Instructor: Clio Stearns

Clio has taught education courses at the college level and has a Ph.D. in curriculum and instruction.

Though verbal microaggressions often receive more attention, the non-verbal ones can be just as damaging. This lesson provides examples and discusses the impacts of microaggressions in non-verbal communication.

Understanding Microaggressions

As a South Asian woman, Ruby is no stranger to microaggressions in the workplace. Microaggressions are subtle acts of discrimination; they might seem minor or even unnoticeable to many observers, but they impact their victim in powerful ways.

Ruby knows that many microaggressions are rooted in unconscious bias, or preconceived notions about those who belong to another group. For instance, many microaggressions are motivated by racial or gender differences.

Ruby has also caught herself perpetuating microaggressions. In her family growing up, there was a great deal of homophobia, and it can be hard for Ruby to move past the biases she has internalized about LGBT people. These sometimes impact her behavior.

Often, the microaggressions that get the most attention are verbal in nature. However, Ruby has also experienced many non-verbal microaggressions, those that do not involve spoken or written language.
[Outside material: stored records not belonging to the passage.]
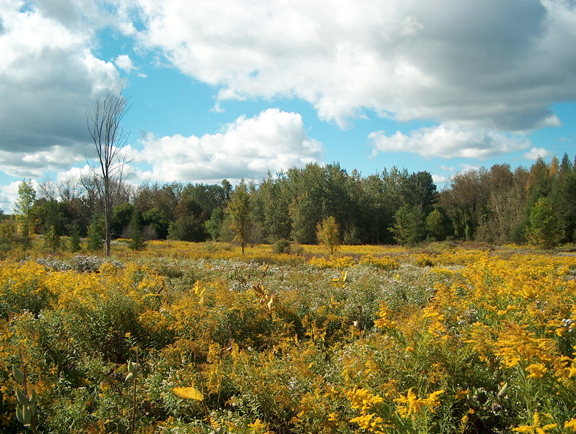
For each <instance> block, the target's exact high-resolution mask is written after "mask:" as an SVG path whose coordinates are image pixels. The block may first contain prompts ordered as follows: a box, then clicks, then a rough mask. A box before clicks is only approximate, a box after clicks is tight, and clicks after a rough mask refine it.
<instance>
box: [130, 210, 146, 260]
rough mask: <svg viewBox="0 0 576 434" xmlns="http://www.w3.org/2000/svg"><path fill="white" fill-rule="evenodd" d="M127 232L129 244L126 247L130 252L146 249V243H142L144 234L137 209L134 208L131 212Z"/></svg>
mask: <svg viewBox="0 0 576 434" xmlns="http://www.w3.org/2000/svg"><path fill="white" fill-rule="evenodd" d="M129 232H130V242H129V243H128V247H130V248H131V249H132V250H142V249H144V248H145V247H146V243H145V242H144V234H143V232H142V219H141V216H140V211H138V208H134V211H132V219H131V220H130V225H129Z"/></svg>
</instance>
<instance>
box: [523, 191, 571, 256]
mask: <svg viewBox="0 0 576 434" xmlns="http://www.w3.org/2000/svg"><path fill="white" fill-rule="evenodd" d="M562 236H563V234H562V230H561V227H560V222H559V220H558V218H557V217H556V214H555V213H554V209H553V207H552V203H551V202H550V200H549V199H548V198H547V197H542V198H540V199H538V201H537V202H536V203H535V204H534V206H533V207H532V208H531V209H530V213H529V217H528V227H527V228H526V240H527V241H528V243H529V244H530V245H531V246H533V247H536V248H542V249H550V248H552V247H555V246H557V245H558V243H559V242H560V240H561V239H562Z"/></svg>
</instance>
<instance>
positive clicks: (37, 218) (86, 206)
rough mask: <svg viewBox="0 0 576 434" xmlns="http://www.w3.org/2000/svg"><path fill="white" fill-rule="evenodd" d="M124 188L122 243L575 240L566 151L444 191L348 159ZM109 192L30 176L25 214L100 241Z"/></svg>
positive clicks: (7, 223) (119, 218) (366, 243)
mask: <svg viewBox="0 0 576 434" xmlns="http://www.w3.org/2000/svg"><path fill="white" fill-rule="evenodd" d="M24 187H28V188H24ZM120 187H121V188H119V189H118V191H119V193H118V195H117V197H115V204H114V210H113V216H112V223H111V226H112V233H113V236H114V237H122V238H129V237H130V229H131V228H132V229H133V228H135V227H138V228H140V229H139V230H140V231H141V233H142V236H143V238H144V239H164V238H168V239H176V240H184V241H206V240H222V241H231V240H233V239H235V238H236V239H238V237H239V236H240V238H241V239H242V241H243V242H244V241H246V242H247V243H275V242H277V241H278V240H290V241H294V242H297V243H301V244H315V243H317V242H318V240H317V228H318V224H319V223H320V222H322V221H323V220H325V219H327V218H328V217H334V218H335V220H336V222H337V224H338V230H339V235H340V239H341V241H342V242H343V243H345V244H394V243H399V244H408V245H414V244H418V243H421V242H426V241H434V240H437V241H442V240H445V239H454V240H476V241H484V242H491V243H492V242H493V243H504V242H516V243H525V242H528V243H530V244H533V245H537V246H540V247H553V246H554V245H557V244H559V243H571V242H574V239H575V237H576V234H575V225H576V167H575V163H574V162H573V161H571V160H570V158H569V156H568V155H567V154H565V155H564V156H563V158H562V160H561V161H560V160H558V159H557V158H554V159H552V161H551V162H550V163H549V164H548V163H546V162H545V161H544V160H542V159H539V160H537V161H536V162H535V163H534V164H533V165H532V167H530V168H529V169H526V168H523V167H519V168H517V169H516V170H514V171H512V170H511V168H510V166H509V165H508V164H501V165H494V166H492V167H491V168H490V169H489V170H487V169H484V168H482V169H478V170H470V171H467V172H462V173H458V174H456V175H455V176H454V177H453V179H452V180H451V181H450V183H449V185H447V186H446V187H445V188H444V189H443V190H442V191H438V188H437V186H436V185H435V184H434V182H433V180H432V176H431V175H430V173H428V172H417V173H409V172H408V171H407V170H405V169H404V170H399V169H398V168H396V167H392V168H391V169H390V170H386V169H385V170H384V171H383V172H382V173H376V174H373V175H369V176H367V177H362V176H361V174H360V173H358V172H357V171H355V170H354V171H353V172H352V173H350V174H349V173H347V171H346V170H344V169H342V168H341V167H340V165H339V164H329V165H326V166H320V165H318V164H308V165H307V166H306V167H305V168H302V169H297V168H293V169H290V170H288V171H287V172H284V173H280V174H277V175H276V176H273V175H272V174H269V176H268V177H267V178H266V179H263V180H262V181H261V182H260V183H259V184H257V183H245V182H244V181H242V182H241V183H240V184H239V185H238V186H236V187H235V188H234V187H233V186H232V185H231V184H230V183H229V182H228V181H226V180H224V181H222V183H221V184H220V185H205V184H190V183H189V184H182V183H170V184H164V185H159V184H144V185H140V186H138V187H132V186H130V184H128V183H125V184H124V185H122V186H120ZM99 197H100V195H99V188H98V183H97V180H96V178H94V179H88V178H86V179H82V180H79V181H78V182H76V183H73V182H69V183H66V184H60V185H55V184H54V183H51V182H45V183H43V184H41V185H40V188H39V189H38V191H34V189H33V188H32V183H31V182H26V181H24V182H23V183H22V188H21V191H20V199H19V201H18V203H17V204H16V214H20V215H21V214H26V215H28V216H29V217H30V218H29V219H28V220H29V221H30V228H29V231H30V232H31V233H37V234H43V235H47V234H50V235H51V236H73V235H74V234H77V235H80V236H88V235H90V234H91V233H92V236H97V235H95V234H97V233H98V231H99V229H98V228H99V225H101V223H99V221H100V220H99V218H100V217H99V216H100V215H101V213H102V205H101V201H100V200H99ZM238 220H240V223H241V225H240V226H239V225H238ZM9 221H10V220H9V219H8V220H7V222H6V223H5V224H8V222H9ZM15 226H16V225H14V227H15ZM5 233H6V230H5V229H4V230H3V234H4V235H2V236H5Z"/></svg>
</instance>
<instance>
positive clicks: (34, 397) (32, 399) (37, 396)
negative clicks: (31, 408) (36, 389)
mask: <svg viewBox="0 0 576 434" xmlns="http://www.w3.org/2000/svg"><path fill="white" fill-rule="evenodd" d="M37 402H38V395H36V391H35V390H33V391H32V396H31V397H30V405H31V406H35V405H36V403H37Z"/></svg>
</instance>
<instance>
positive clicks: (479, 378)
mask: <svg viewBox="0 0 576 434" xmlns="http://www.w3.org/2000/svg"><path fill="white" fill-rule="evenodd" d="M474 247H476V248H475V249H471V248H470V247H469V246H467V245H464V246H463V247H456V246H454V245H451V244H448V243H444V244H434V245H432V246H430V247H428V248H426V249H425V250H424V249H420V250H407V249H404V248H400V247H386V248H385V247H357V248H355V249H354V248H349V247H346V246H342V247H341V250H340V251H339V256H325V255H324V254H323V252H322V250H321V248H320V247H316V246H303V247H302V253H301V254H300V255H287V254H272V253H270V250H271V247H270V246H255V247H254V248H253V249H249V251H248V252H246V255H241V254H240V251H239V248H238V249H233V248H227V247H226V246H225V245H223V244H212V245H211V247H208V246H207V245H206V244H192V243H184V242H150V243H149V245H148V247H147V249H146V250H145V251H143V252H138V253H135V252H132V251H131V250H130V249H129V248H128V247H124V248H121V247H118V246H116V247H115V251H117V252H118V255H117V256H116V257H115V258H113V259H114V260H108V261H106V260H104V259H103V258H101V257H99V256H78V255H77V256H73V255H70V256H65V255H61V256H58V257H53V256H50V257H46V256H34V253H33V252H32V253H31V255H32V256H30V257H25V258H22V257H20V258H16V257H15V258H6V259H5V260H4V261H3V262H2V263H0V378H1V381H0V392H1V400H0V430H1V431H2V432H6V433H18V432H22V430H23V427H22V424H21V423H20V422H19V421H18V420H17V419H16V413H15V410H16V406H17V403H18V401H17V396H16V390H17V389H18V388H21V387H22V386H21V382H19V381H17V379H15V378H14V376H13V367H16V368H18V369H19V370H20V371H25V372H26V373H27V385H28V394H29V395H31V394H32V393H35V395H36V396H37V402H36V404H35V409H36V410H35V411H36V414H35V423H36V427H37V430H38V432H51V433H70V432H84V433H118V432H131V431H130V430H131V429H132V428H131V426H132V424H134V432H138V433H218V432H227V433H322V432H324V433H357V432H372V433H414V432H429V433H486V432H545V433H559V432H572V431H575V430H576V408H575V407H574V402H576V382H575V381H574V377H575V376H576V358H575V356H574V353H575V348H574V346H575V345H576V338H575V334H576V331H574V329H575V328H576V281H575V275H576V257H574V256H573V255H572V254H571V253H569V252H567V253H561V254H556V255H551V254H547V255H545V254H536V253H534V252H531V251H528V250H521V249H519V248H517V247H515V246H508V247H502V248H499V249H496V250H494V249H486V248H484V246H482V245H476V246H474ZM135 360H138V365H137V366H138V382H137V383H136V382H135V381H134V382H133V383H128V382H127V381H126V378H129V374H130V373H132V372H133V370H132V371H130V363H132V362H134V361H135ZM132 366H134V365H133V364H132Z"/></svg>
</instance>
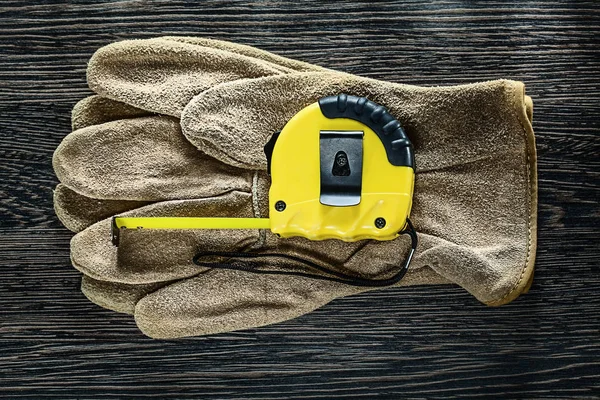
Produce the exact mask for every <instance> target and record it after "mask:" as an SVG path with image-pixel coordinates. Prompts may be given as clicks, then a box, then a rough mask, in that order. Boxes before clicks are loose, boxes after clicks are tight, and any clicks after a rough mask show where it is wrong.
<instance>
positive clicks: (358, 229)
mask: <svg viewBox="0 0 600 400" xmlns="http://www.w3.org/2000/svg"><path fill="white" fill-rule="evenodd" d="M323 131H334V132H335V131H337V132H344V131H346V132H349V131H354V132H363V142H362V145H363V163H362V190H361V193H360V202H359V203H358V204H357V205H353V206H331V205H324V204H321V202H320V195H321V190H320V189H321V182H320V180H321V168H320V165H321V159H320V151H319V150H320V138H321V132H323ZM333 163H335V160H334V159H332V160H331V165H332V168H333ZM352 172H353V171H352ZM271 179H272V183H271V188H270V191H269V216H270V219H271V231H273V232H274V233H277V234H279V235H280V236H281V237H291V236H303V237H306V238H308V239H312V240H322V239H341V240H344V241H357V240H361V239H367V238H372V239H378V240H390V239H394V238H396V237H397V236H398V232H400V231H401V230H402V229H403V228H404V227H405V224H406V218H407V217H408V216H409V214H410V209H411V206H412V194H413V185H414V170H413V168H412V167H410V166H395V165H392V164H391V163H390V162H389V160H388V157H387V155H386V149H385V148H384V145H383V143H382V141H381V140H380V138H379V136H378V135H377V134H376V133H375V132H374V131H373V130H372V129H371V128H370V127H369V126H367V125H366V124H364V123H362V122H360V121H357V120H353V119H350V118H327V117H326V116H325V115H323V113H322V112H321V108H320V106H319V103H314V104H312V105H310V106H308V107H306V108H304V109H303V110H302V111H300V112H299V113H298V114H296V115H295V116H294V117H293V118H292V119H291V120H290V121H289V122H288V123H287V124H286V125H285V127H284V129H283V130H282V131H281V133H280V134H279V137H278V138H277V141H276V142H275V146H274V149H273V155H272V159H271ZM342 179H343V178H342ZM283 205H285V207H283ZM278 210H281V211H278Z"/></svg>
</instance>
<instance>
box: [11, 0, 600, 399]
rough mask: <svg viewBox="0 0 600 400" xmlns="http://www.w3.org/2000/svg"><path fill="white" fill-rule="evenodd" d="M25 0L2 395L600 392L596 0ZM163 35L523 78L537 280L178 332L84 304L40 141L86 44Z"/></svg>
mask: <svg viewBox="0 0 600 400" xmlns="http://www.w3.org/2000/svg"><path fill="white" fill-rule="evenodd" d="M36 3H37V4H34V3H33V2H29V1H24V0H20V1H7V0H5V1H2V2H1V3H0V22H1V27H0V29H1V32H2V35H1V36H0V56H1V57H0V268H1V272H2V280H1V281H0V310H1V313H0V395H2V396H3V397H5V398H11V399H18V398H60V399H65V398H79V399H86V398H96V397H117V398H120V397H125V398H142V397H158V398H173V397H175V398H183V397H193V398H240V399H242V398H243V399H246V398H261V399H276V398H323V397H332V398H371V397H382V398H432V399H435V398H460V399H465V398H474V397H489V398H494V399H497V398H548V399H566V398H569V399H572V398H582V399H589V398H600V381H599V380H600V245H599V243H600V208H599V206H598V200H599V193H600V188H599V186H600V179H599V175H600V172H599V171H600V168H599V167H600V136H599V134H600V117H599V115H600V73H599V71H600V41H599V39H598V38H599V37H600V5H599V4H598V2H595V1H503V2H500V1H486V2H471V1H470V2H465V1H454V0H447V1H437V2H423V1H403V2H400V1H389V2H367V1H364V2H351V1H346V0H341V1H337V2H335V3H329V2H324V1H314V0H313V1H310V0H309V1H297V2H283V1H259V0H255V1H203V2H195V1H191V0H190V1H167V0H161V1H153V2H146V1H133V0H131V1H127V0H119V1H117V0H115V1H99V2H87V1H71V2H63V1H59V0H51V1H50V0H47V1H40V2H36ZM167 34H168V35H194V36H206V37H211V38H216V39H225V40H232V41H236V42H240V43H244V44H249V45H254V46H258V47H260V48H263V49H266V50H270V51H273V52H276V53H278V54H282V55H285V56H288V57H293V58H297V59H300V60H304V61H308V62H312V63H316V64H320V65H323V66H327V67H332V68H336V69H340V70H343V71H347V72H351V73H357V74H360V75H364V76H370V77H376V78H381V79H387V80H390V81H396V82H405V83H413V84H421V85H450V84H458V83H466V82H472V81H478V80H485V79H494V78H501V77H503V78H512V79H517V80H523V81H524V82H525V83H526V85H527V90H528V94H529V95H531V96H532V97H533V98H534V101H535V110H534V129H535V132H536V139H537V146H538V156H539V202H540V205H539V221H538V223H539V248H538V257H537V267H536V268H537V269H536V276H535V280H534V283H533V287H532V288H531V291H530V293H529V294H528V295H526V296H523V297H521V298H520V299H518V300H517V301H515V302H514V303H512V304H510V305H508V306H503V307H500V308H486V307H485V306H482V305H480V304H478V303H477V302H476V301H475V300H474V298H472V297H471V296H470V295H469V294H467V293H465V292H464V291H462V290H460V289H457V288H454V287H434V288H407V289H393V290H384V291H378V292H373V293H369V294H363V295H359V296H354V297H351V298H346V299H341V300H337V301H334V302H333V303H331V304H330V305H328V306H327V307H324V308H323V309H320V310H318V311H316V312H314V313H311V314H309V315H306V316H304V317H302V318H299V319H296V320H293V321H289V322H286V323H282V324H278V325H275V326H270V327H266V328H261V329H256V330H249V331H244V332H236V333H230V334H222V335H217V336H213V337H208V338H193V339H185V340H177V341H159V340H151V339H148V338H146V337H144V336H142V335H141V334H140V333H139V332H138V330H137V329H136V327H135V324H134V322H133V321H132V319H131V318H130V317H128V316H123V315H119V314H116V313H113V312H109V311H106V310H103V309H101V308H99V307H97V306H95V305H93V304H91V303H90V302H88V301H87V300H86V299H85V298H84V297H83V295H82V294H81V293H80V292H79V279H80V278H79V275H78V273H77V272H75V271H74V270H73V269H72V268H71V267H70V262H69V247H68V245H69V239H70V236H71V235H70V233H69V232H68V231H66V229H64V228H62V227H61V225H60V223H59V222H58V221H57V219H56V217H55V216H54V213H53V209H52V200H51V197H52V188H53V187H54V186H55V184H56V183H57V181H56V178H55V177H54V174H53V172H52V166H51V157H52V152H53V150H54V149H55V148H56V146H57V145H58V143H59V142H60V140H61V139H62V138H63V137H64V136H65V135H66V134H67V133H68V132H69V128H70V121H69V116H70V109H71V108H72V106H73V105H74V104H75V103H76V102H77V101H78V100H80V99H81V98H83V97H84V96H86V95H88V94H89V93H90V92H89V90H88V89H87V87H86V84H85V66H86V62H87V60H88V58H89V57H90V55H91V54H92V53H93V52H94V50H96V49H97V48H98V47H100V46H102V45H105V44H108V43H110V42H113V41H116V40H120V39H126V38H145V37H154V36H157V35H167Z"/></svg>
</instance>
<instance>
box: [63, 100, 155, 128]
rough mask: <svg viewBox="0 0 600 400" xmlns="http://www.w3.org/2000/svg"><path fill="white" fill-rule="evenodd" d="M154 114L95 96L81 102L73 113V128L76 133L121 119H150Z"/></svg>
mask: <svg viewBox="0 0 600 400" xmlns="http://www.w3.org/2000/svg"><path fill="white" fill-rule="evenodd" d="M151 115H152V113H151V112H148V111H146V110H142V109H140V108H136V107H133V106H130V105H129V104H125V103H123V102H120V101H116V100H111V99H107V98H106V97H102V96H98V95H93V96H89V97H86V98H85V99H82V100H80V101H79V102H78V103H77V104H75V106H74V107H73V111H72V112H71V126H72V129H73V130H74V131H76V130H78V129H82V128H87V127H88V126H92V125H100V124H103V123H105V122H111V121H116V120H119V119H131V118H138V117H148V116H151Z"/></svg>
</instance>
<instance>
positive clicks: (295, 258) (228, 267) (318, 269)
mask: <svg viewBox="0 0 600 400" xmlns="http://www.w3.org/2000/svg"><path fill="white" fill-rule="evenodd" d="M400 234H401V235H409V236H410V238H411V248H410V250H409V252H408V255H407V256H406V258H405V260H404V263H403V264H402V266H401V268H400V270H399V271H398V272H396V273H395V274H394V275H393V276H391V277H390V278H386V279H365V278H360V277H356V276H352V275H348V274H345V273H343V272H339V271H335V270H333V269H330V268H328V267H324V266H322V265H319V264H317V263H315V262H312V261H310V260H306V259H303V258H300V257H296V256H292V255H288V254H280V253H243V252H226V251H202V252H199V253H198V254H196V255H195V256H194V258H193V261H194V264H196V265H198V266H201V267H207V268H220V269H233V270H238V271H245V272H251V273H255V274H268V275H294V276H302V277H306V278H312V279H319V280H327V281H333V282H339V283H344V284H347V285H352V286H361V287H383V286H391V285H394V284H396V283H398V282H399V281H400V280H401V279H402V278H403V277H404V275H405V274H406V271H408V267H409V265H410V262H411V260H412V257H413V255H414V253H415V249H416V248H417V244H418V239H417V232H416V231H415V228H414V227H413V225H412V223H411V222H410V220H409V219H408V218H407V219H406V227H405V229H404V230H403V231H401V232H400ZM206 257H226V258H227V261H225V262H220V261H202V259H205V258H206ZM265 258H271V259H273V258H279V259H284V260H289V261H294V262H297V263H299V264H302V265H304V266H305V267H307V268H308V269H311V270H314V271H318V272H321V273H323V274H326V275H320V274H316V273H310V272H302V271H297V270H294V269H295V266H294V265H292V264H284V265H282V266H281V267H283V268H285V269H284V270H265V269H260V267H261V266H264V265H268V264H267V263H266V262H265V261H264V260H262V259H265ZM256 260H258V262H257V261H256Z"/></svg>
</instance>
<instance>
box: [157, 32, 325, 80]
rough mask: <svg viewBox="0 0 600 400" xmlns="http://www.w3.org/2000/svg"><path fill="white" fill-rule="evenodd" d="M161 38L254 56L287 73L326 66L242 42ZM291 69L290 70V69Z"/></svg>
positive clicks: (260, 59)
mask: <svg viewBox="0 0 600 400" xmlns="http://www.w3.org/2000/svg"><path fill="white" fill-rule="evenodd" d="M162 39H165V40H172V41H175V42H183V43H189V44H193V45H197V46H202V47H208V48H213V49H219V50H224V51H229V52H231V53H235V54H240V55H243V56H247V57H251V58H256V59H259V60H262V61H266V62H269V63H271V64H273V66H274V68H279V69H280V70H281V72H285V73H289V72H291V71H296V72H309V71H326V70H327V69H326V68H323V67H319V66H318V65H313V64H309V63H306V62H303V61H297V60H293V59H291V58H286V57H282V56H278V55H277V54H273V53H271V52H268V51H265V50H261V49H258V48H256V47H252V46H246V45H243V44H238V43H233V42H227V41H225V40H214V39H206V38H200V37H185V36H163V37H162ZM290 70H291V71H290Z"/></svg>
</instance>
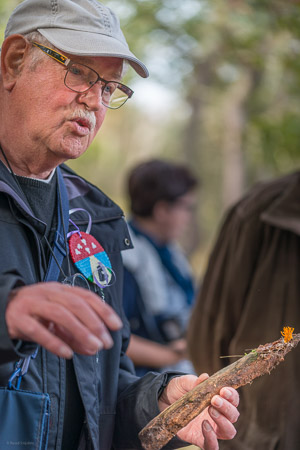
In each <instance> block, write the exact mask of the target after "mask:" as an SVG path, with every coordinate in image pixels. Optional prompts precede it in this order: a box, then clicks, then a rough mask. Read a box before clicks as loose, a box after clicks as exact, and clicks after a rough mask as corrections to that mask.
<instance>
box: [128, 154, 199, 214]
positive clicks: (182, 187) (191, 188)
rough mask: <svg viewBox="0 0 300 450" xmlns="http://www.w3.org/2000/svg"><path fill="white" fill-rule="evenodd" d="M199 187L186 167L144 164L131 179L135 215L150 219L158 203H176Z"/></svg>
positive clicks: (165, 163)
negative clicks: (149, 217)
mask: <svg viewBox="0 0 300 450" xmlns="http://www.w3.org/2000/svg"><path fill="white" fill-rule="evenodd" d="M196 186H197V179H196V177H195V176H194V175H193V174H192V172H191V171H190V170H189V168H188V167H186V166H185V165H183V164H175V163H171V162H168V161H164V160H160V159H152V160H149V161H146V162H143V163H141V164H138V165H137V166H135V167H134V168H133V169H132V170H131V172H130V173H129V176H128V194H129V199H130V209H131V212H132V213H133V214H134V215H137V216H140V217H150V216H151V215H152V213H153V208H154V206H155V204H156V203H157V202H159V201H166V202H169V203H173V202H175V201H176V200H177V199H178V198H179V197H181V196H182V195H184V194H187V193H188V192H190V191H192V190H194V189H195V188H196Z"/></svg>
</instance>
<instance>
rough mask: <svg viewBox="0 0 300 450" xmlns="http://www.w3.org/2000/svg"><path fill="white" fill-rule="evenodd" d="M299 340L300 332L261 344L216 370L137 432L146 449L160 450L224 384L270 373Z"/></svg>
mask: <svg viewBox="0 0 300 450" xmlns="http://www.w3.org/2000/svg"><path fill="white" fill-rule="evenodd" d="M299 341H300V333H299V334H295V335H294V336H293V338H292V340H290V341H289V342H284V339H283V338H281V339H279V340H277V341H275V342H271V343H270V344H265V345H260V346H259V347H258V348H257V349H255V350H252V351H251V352H250V353H248V354H246V355H245V356H243V357H242V358H240V359H239V360H238V361H236V362H234V363H232V364H230V365H229V366H227V367H225V368H224V369H221V370H219V371H218V372H216V373H215V374H214V375H212V376H211V377H209V378H208V379H207V380H205V381H204V382H203V383H201V384H199V385H198V386H196V387H195V388H194V389H192V390H191V391H189V392H188V393H187V394H185V395H184V396H183V397H181V398H180V399H179V400H177V401H176V402H174V403H173V404H172V405H170V406H169V407H168V408H166V409H165V410H164V411H163V412H161V413H160V414H159V415H158V416H156V417H155V418H154V419H152V420H151V422H149V423H148V425H146V427H145V428H143V429H142V430H141V431H140V433H139V438H140V440H141V443H142V446H143V448H144V449H145V450H160V449H161V448H162V447H163V446H164V445H166V444H167V442H169V440H170V439H172V438H173V437H174V436H175V435H176V434H177V433H178V431H179V430H181V428H183V427H185V426H186V425H187V424H188V423H189V422H190V421H191V420H193V419H194V418H195V417H197V416H198V414H200V413H201V411H203V410H204V409H205V408H206V407H207V406H209V404H210V401H211V399H212V397H213V396H214V395H216V394H218V393H219V392H220V389H221V388H222V387H225V386H231V387H233V388H235V389H237V388H239V387H240V386H244V385H245V384H248V383H251V382H252V381H253V380H254V379H255V378H257V377H260V376H261V375H265V374H267V373H270V372H271V370H272V369H274V368H275V367H276V366H277V365H278V364H279V363H280V362H282V361H284V357H285V355H286V354H287V353H288V352H290V351H291V350H292V349H293V348H295V347H296V346H297V344H298V342H299Z"/></svg>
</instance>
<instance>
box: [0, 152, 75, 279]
mask: <svg viewBox="0 0 300 450" xmlns="http://www.w3.org/2000/svg"><path fill="white" fill-rule="evenodd" d="M0 150H1V153H2V155H3V157H4V159H5V162H6V164H7V167H8V168H9V170H10V172H11V174H12V177H13V179H14V180H15V182H16V184H17V185H18V187H19V189H20V191H21V192H22V193H23V195H24V197H25V198H26V195H25V193H24V191H23V189H22V186H21V185H20V183H19V180H18V178H17V176H16V174H15V173H14V172H13V170H12V168H11V165H10V163H9V161H8V159H7V157H6V155H5V153H4V150H3V148H2V147H1V145H0ZM57 192H58V196H57V198H58V201H59V208H60V215H61V221H62V228H63V235H64V236H63V237H64V246H65V251H66V255H67V261H68V272H69V276H70V277H71V265H70V259H69V251H68V245H67V235H66V227H65V221H64V216H63V209H62V201H61V190H60V185H59V180H57ZM44 239H45V242H46V244H47V247H48V249H49V251H50V252H51V255H52V256H53V258H54V261H55V262H56V264H57V266H58V268H59V270H60V272H61V274H62V275H63V277H64V278H67V276H66V274H65V272H64V270H63V268H62V266H61V264H60V263H59V262H58V259H57V258H56V256H55V254H54V252H53V250H52V247H51V245H50V243H49V241H48V239H47V237H46V235H44ZM39 243H40V248H41V250H42V253H43V255H44V249H43V246H42V244H41V242H40V241H39ZM44 259H45V256H44Z"/></svg>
She starts reflecting on these examples and how they have impacted her and others in her workplace.

Examples of Non-Verbal Microaggressions

Ruby knows that non-verbal microaggressions can be incredibly subtle, but the victim almost never misses them when they occur.

Gender-Based Microaggression

A week ago, Ruby was at a meeting with several colleagues, the rest of whom were men. They were brainstorming ideas for an account they are working on together.

They went around the table, and each man offered an idea. When it was Ruby's turn, she said her idea, and the man next to her put his hand on her forearm as he responded. Each time Ruby spoke for the rest of the meeting, the man touched her in some way, patting her arm gently.

Ruby thought this was a condescending power play on the part of this colleague, a move designed to show her she was small and he was in control of her. She experienced this as a microaggression based on her gender.

Race-Based Microaggression

The other day, Ruby was heating up her lunch in the office kitchen, and many of her colleagues were also present. For lunch, she had brought some leftover dosas from her dinner the night before. Ruby eats all kinds of different food, but she happened to be having Indian food that day.

As she took her food out of the microwave and went to join her colleagues, she saw one colleague look at her food, hold her nose, and gesture subtly to another colleague. The other colleague swayed her body strangely, in what Ruby identified as a mocking imitation of Indian dance.

Suddenly, Ruby decided she would rather eat in the privacy of her cubicle.

Religion-Based Microaggression

Ruby loves Christmas, and sometimes she forgets that not everyone celebrates it. This year, she had occasion to remember that office décor can also function as an example of a non-verbal microaggression. Ruby hung tinsel, little Santa statues, and other Christmas decorations all around her desk.